Angel gazed at him, and for a second Seth wasn't sure she even saw him. A moment later, though, she spoke, her voice hollow:
"I know what we have to do."
Seth said nothing and when she led him out of the house, he silently followed.
They crossed the lawn to the road, and instead of turning right, toward the trail that would lead them to the cabin hidden in the cliff, Angel turned left.
Once again, Seth followed....
The little passage here does illustrate the overly dramatic thing I was talking about though. The fact that he separates a couple of lines into their
own paragraphs, most notably "But there was nowhere else to go." and "Not after what had happened in his house."
It kind of puts me in mind of the writing
I did while I was in my teens, of course the lines set that way gave me goosebumps when I read them back to myself, in reality they don't seem to have that effect
at all, or perhaps they do but only for a much younger reader.
To end this before (hopefully) the friend who bought the book for me and got it autographed takes me off of his christmas list, I will just say that it is a John Saul novel.
If you have never read anything by Saul, Black Creek Crossing is a pretty good example of his writing. It has been a long time since I have read the other books that he wrote, and they honestly blend
together in your mind since they are all so similar, but I do believe that you should read at least one of his novels. Saul doesn't seem to posess the unlimited imagination of someone
like Stephen King, but the one story that he has been telling (over and over again) over the course of his career is worth a look.

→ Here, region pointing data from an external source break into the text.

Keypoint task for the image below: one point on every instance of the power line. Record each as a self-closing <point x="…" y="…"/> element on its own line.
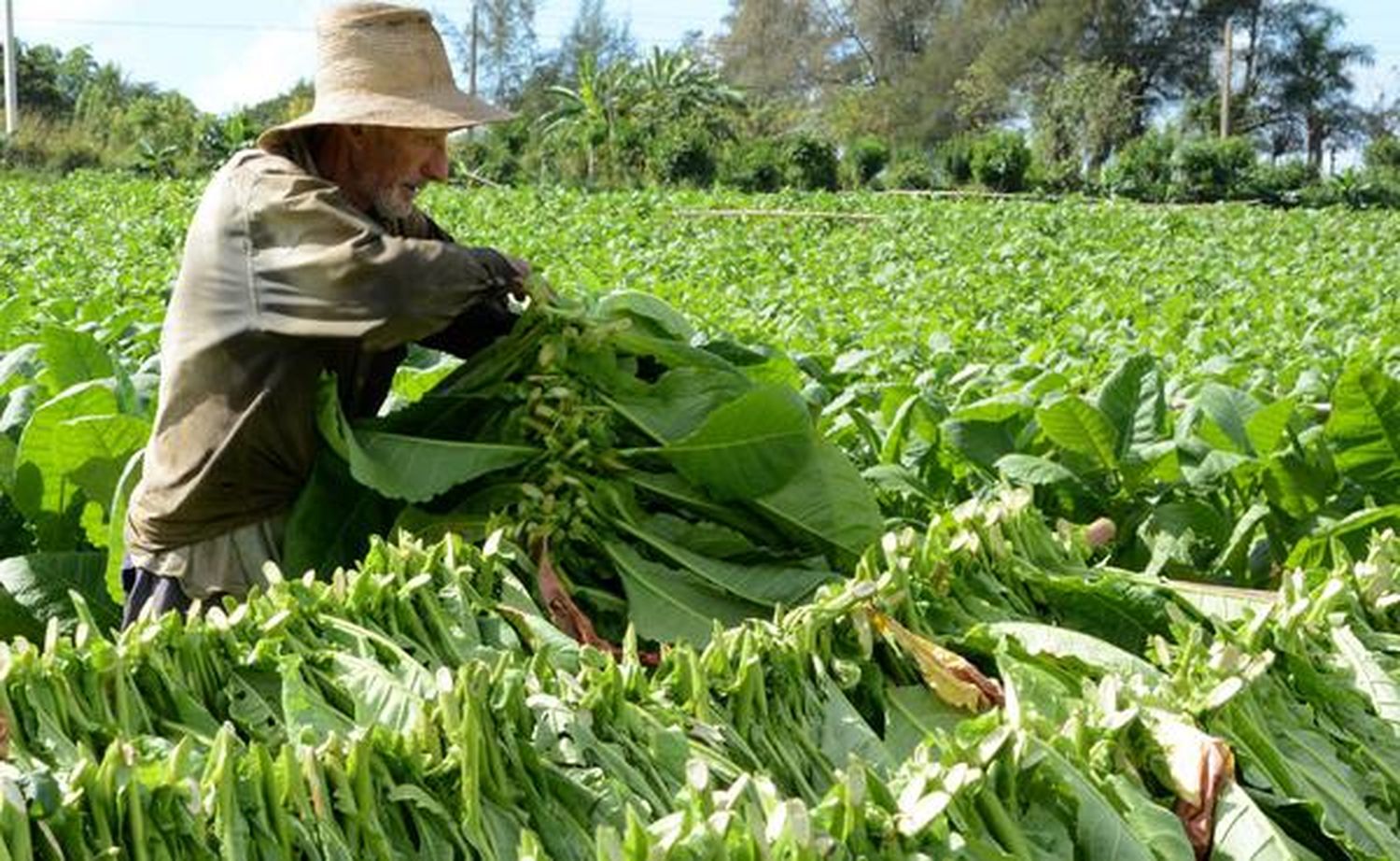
<point x="167" y="24"/>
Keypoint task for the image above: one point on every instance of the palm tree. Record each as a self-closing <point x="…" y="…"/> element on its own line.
<point x="587" y="114"/>
<point x="1310" y="75"/>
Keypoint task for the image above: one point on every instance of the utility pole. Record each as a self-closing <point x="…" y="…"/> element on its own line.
<point x="476" y="31"/>
<point x="1226" y="73"/>
<point x="11" y="95"/>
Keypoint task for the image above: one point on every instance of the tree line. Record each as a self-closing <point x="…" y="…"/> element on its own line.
<point x="1122" y="95"/>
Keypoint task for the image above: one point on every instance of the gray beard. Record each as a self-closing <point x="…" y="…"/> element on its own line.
<point x="389" y="209"/>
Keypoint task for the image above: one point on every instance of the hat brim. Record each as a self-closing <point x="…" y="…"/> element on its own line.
<point x="448" y="111"/>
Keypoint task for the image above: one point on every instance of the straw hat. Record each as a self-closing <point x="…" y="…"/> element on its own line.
<point x="380" y="64"/>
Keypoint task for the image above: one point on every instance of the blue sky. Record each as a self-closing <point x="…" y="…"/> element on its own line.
<point x="227" y="55"/>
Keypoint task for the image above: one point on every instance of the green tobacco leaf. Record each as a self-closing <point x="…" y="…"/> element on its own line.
<point x="763" y="584"/>
<point x="44" y="457"/>
<point x="19" y="367"/>
<point x="1299" y="480"/>
<point x="39" y="586"/>
<point x="94" y="449"/>
<point x="1369" y="676"/>
<point x="1351" y="533"/>
<point x="1234" y="558"/>
<point x="913" y="714"/>
<point x="678" y="491"/>
<point x="828" y="504"/>
<point x="117" y="525"/>
<point x="409" y="468"/>
<point x="332" y="519"/>
<point x="1229" y="412"/>
<point x="1267" y="428"/>
<point x="1134" y="405"/>
<point x="310" y="718"/>
<point x="1100" y="830"/>
<point x="1075" y="425"/>
<point x="1365" y="428"/>
<point x="1111" y="608"/>
<point x="19" y="408"/>
<point x="679" y="402"/>
<point x="72" y="358"/>
<point x="1064" y="642"/>
<point x="1155" y="826"/>
<point x="1032" y="471"/>
<point x="394" y="699"/>
<point x="669" y="605"/>
<point x="1243" y="832"/>
<point x="1277" y="734"/>
<point x="846" y="734"/>
<point x="1189" y="515"/>
<point x="747" y="448"/>
<point x="1223" y="603"/>
<point x="8" y="448"/>
<point x="641" y="307"/>
<point x="983" y="443"/>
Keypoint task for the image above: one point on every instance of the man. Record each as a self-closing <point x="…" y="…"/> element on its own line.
<point x="305" y="255"/>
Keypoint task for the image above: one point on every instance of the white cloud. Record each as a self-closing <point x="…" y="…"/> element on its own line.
<point x="271" y="64"/>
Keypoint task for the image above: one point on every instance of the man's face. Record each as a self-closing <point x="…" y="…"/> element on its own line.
<point x="392" y="164"/>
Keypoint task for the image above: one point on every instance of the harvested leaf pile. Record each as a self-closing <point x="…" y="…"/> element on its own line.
<point x="665" y="485"/>
<point x="423" y="707"/>
<point x="762" y="673"/>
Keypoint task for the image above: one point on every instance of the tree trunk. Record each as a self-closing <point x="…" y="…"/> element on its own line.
<point x="1316" y="136"/>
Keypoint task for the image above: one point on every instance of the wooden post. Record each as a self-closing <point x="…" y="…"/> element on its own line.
<point x="1226" y="73"/>
<point x="11" y="95"/>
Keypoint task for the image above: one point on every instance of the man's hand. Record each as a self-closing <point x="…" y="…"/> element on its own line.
<point x="523" y="276"/>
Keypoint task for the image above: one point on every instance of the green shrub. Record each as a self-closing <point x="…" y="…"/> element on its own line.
<point x="686" y="159"/>
<point x="753" y="165"/>
<point x="954" y="160"/>
<point x="497" y="154"/>
<point x="811" y="162"/>
<point x="1280" y="184"/>
<point x="867" y="157"/>
<point x="1142" y="168"/>
<point x="910" y="171"/>
<point x="1000" y="160"/>
<point x="1383" y="153"/>
<point x="1210" y="168"/>
<point x="1063" y="176"/>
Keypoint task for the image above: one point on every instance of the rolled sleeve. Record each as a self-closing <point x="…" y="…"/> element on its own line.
<point x="321" y="269"/>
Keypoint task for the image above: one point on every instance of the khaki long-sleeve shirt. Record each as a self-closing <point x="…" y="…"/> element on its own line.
<point x="282" y="279"/>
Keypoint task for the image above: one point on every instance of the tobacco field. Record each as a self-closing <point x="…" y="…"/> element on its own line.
<point x="795" y="527"/>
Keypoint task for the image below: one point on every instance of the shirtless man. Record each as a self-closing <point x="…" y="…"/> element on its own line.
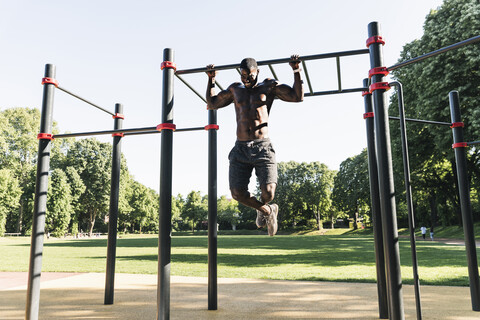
<point x="253" y="148"/>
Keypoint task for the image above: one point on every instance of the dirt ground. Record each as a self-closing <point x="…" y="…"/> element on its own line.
<point x="80" y="296"/>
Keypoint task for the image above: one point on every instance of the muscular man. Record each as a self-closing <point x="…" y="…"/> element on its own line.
<point x="253" y="148"/>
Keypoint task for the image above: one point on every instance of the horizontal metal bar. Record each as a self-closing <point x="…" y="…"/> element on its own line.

Were I to pick one of Saul's novels to recommend, this one probably wouldn't be it. If pressed I would probably recommend Black Lightning even though
the reader reviews just shred it. Black Lightning is a serial killer story though, and I think a lot of the reviewers were serial killer buffs. At any rate, Black Lightning was one of only a couple of Saul's works that I didn't know the ending of within the first
twenty-five pages, in fact I recall still being guessing until near the end.